How come the tags VERB, PRON, PROPN are labelled as not present in tag map for en?

The tag map maps fine-grained tags from the treebank to coarse-grained universal tags – for example, in English, it'd map something like VBZ to VERB. In your treebank, the universal tags plus a bunch of custom ones are used. So essentially, you need to provide spaCy with a custom tag mao that matches the tag set in the data.

There are a few todos on this topic for us:

eivindbergem commented 5 years ago

I get the same error with UD_Norwegian-Bokmaal using spacy 2.1.3.

I have json-files generated with "spacy convert" from spacy 2.0.18 and I'm able to use these to train without error.

honnibal commented 5 years ago

I think the issue is that spacy convert changed behaviour. We should change it back for the next release.

spacy convert is currently defaulting to jsonl-formatted output, which is causing problems. If you set -t json it should work I think.

gustavengstrom commented 5 years ago

@honnibal : Thanks for looking into this so quickly! Problem solved!

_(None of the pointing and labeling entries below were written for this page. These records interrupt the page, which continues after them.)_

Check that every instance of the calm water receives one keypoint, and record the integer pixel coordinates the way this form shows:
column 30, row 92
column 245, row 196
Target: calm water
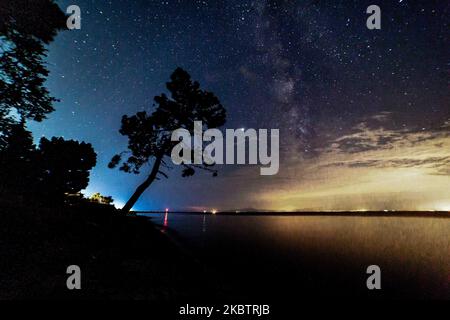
column 321, row 251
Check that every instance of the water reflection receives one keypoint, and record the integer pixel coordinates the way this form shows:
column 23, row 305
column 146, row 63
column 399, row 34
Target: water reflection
column 415, row 249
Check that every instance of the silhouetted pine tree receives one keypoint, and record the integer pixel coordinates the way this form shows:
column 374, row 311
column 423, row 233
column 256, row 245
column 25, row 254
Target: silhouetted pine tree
column 149, row 136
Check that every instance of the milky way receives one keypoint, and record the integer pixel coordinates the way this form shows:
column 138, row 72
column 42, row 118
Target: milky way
column 309, row 68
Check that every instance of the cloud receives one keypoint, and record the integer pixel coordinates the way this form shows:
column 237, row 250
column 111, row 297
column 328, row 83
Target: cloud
column 373, row 145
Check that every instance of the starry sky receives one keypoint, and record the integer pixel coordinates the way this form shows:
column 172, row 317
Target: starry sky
column 364, row 115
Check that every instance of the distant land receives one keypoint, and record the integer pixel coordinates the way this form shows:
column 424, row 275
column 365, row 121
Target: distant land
column 387, row 213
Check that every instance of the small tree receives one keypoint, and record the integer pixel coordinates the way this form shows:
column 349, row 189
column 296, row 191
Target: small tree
column 64, row 166
column 18, row 156
column 149, row 136
column 97, row 197
column 25, row 28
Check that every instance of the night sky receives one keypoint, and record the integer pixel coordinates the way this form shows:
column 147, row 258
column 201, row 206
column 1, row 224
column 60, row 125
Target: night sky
column 364, row 115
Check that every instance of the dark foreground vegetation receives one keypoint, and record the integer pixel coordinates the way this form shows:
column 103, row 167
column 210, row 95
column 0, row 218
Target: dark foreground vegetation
column 121, row 257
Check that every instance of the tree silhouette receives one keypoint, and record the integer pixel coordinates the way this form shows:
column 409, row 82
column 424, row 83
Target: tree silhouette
column 64, row 166
column 149, row 136
column 25, row 28
column 58, row 167
column 18, row 156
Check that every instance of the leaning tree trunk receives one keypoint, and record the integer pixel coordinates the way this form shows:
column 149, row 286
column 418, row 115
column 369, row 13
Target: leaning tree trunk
column 143, row 186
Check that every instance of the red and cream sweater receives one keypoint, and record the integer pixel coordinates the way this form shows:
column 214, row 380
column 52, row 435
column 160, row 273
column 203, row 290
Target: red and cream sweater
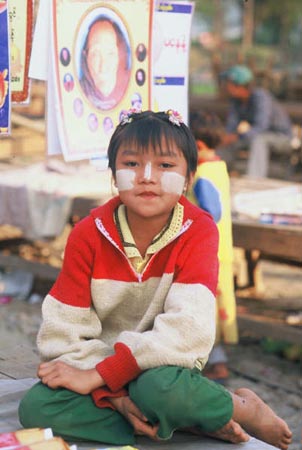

xssChauhan commented 5 years ago

@honnibal Thank you for pointing it out. I would like to help out with this issue. Any references that can help me get started?

ines commented 5 years ago

@xssChauhan I think it could be as straightforward as changing the default value from "jsonl" to "json" here:

https://github.com/explosion/spaCy/blob/4d198a7e92f813fb9df2ade72fbeaf847284a7a0/spacy/cli/convert.py#L42

If you'd like to test this and submit a PR, that'd be great!

xssChauhan commented 5 years ago

@ines Opened #3583 to fix this.

lock[bot] commented 5 years ago

This thread has been automatically locked since there has not been any recent activity after it was closed. Please open a new issue for related bugs.